Cette étude constitue une contribution majeure à l’histoire des conflits et de leurs prolongements. En refusant toute vision téléologique de la paix, les contributeurs invitent à penser la guerre comme un phénomène dont les effets débordent largement le champ militaire et dont la sortie demeure toujours partielle et contestée. Par son ambition chronologique et conceptuelle, le livre s’impose comme une référence tout en offrant des outils de réflexion précieux pour comprendre les conflits contemporains.
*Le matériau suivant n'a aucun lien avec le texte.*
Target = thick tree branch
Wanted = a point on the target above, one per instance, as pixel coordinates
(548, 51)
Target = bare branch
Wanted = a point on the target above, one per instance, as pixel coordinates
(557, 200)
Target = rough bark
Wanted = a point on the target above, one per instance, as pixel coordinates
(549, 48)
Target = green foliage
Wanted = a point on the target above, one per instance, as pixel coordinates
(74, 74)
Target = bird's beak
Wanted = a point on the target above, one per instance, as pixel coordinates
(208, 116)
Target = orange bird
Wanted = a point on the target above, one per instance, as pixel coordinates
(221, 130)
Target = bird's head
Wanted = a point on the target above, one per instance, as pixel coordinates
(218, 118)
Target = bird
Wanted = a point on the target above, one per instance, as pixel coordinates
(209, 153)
L’étude propose une analyse transversale sur un temps long croisant plusieurs thématiques pluridimensionnelles

Guillaume Piketty pose un cadre conceptuel solide : la sortie de guerre n’est ni un moment précis, ni un simple traité, mais un processus long, conflictuel et souvent inachevé. Il insiste sur la porosité entre guerre et paix, sur la persistance des violences et sur les temporalités disjointes (politique, sociale, mémorielle). Malgré la densité du sujet, le style reste précis, fluide, et accessible à un large public. Les analyses générales et les exemples concrets en rendant la lecture vivante sans sacrifier la rigueur. Le processus est complexe, et est marqué par des tensions sociales, des violences, des conflits mémoriels et des continuités institutionnelles. Le livre « Sortir de la guerre » est un ouvrage qui permet au lecteur de comprendre que la paix n’est jamais un simple retour à l’ordre, mais une construction fragile, traversée de mémoires antagonistes et de blessures durables. La conclusion est aussi solide que l’introduction. Elle synthétise efficacement l’idée centrale de l’ouvrage : on ne sort jamais totalement de la guerre.

 

La paix est un processus instable, conflictuel et profondément politique. C’est un processus fragile, marqué par des héritages de violence et des conflits mémoriels durables. L’idée que la conceptualisation forte de la « sortie de guerre » est perçue catégorie d’analyse historique. Ainsi, ce livre contribue pleinement à lire et comprendre l’histoire des mémoires. La paix n’est pas un état, mais une construction fragile. Il appartient aux Hommes de notre temps de faire en sorte que le Droit international et la justice soient les leviers normés et habituels de nos pratiques communes. Si la paix est fragile, il faut d’autant plus la protéger, et la garder comme le bien le plus précieux.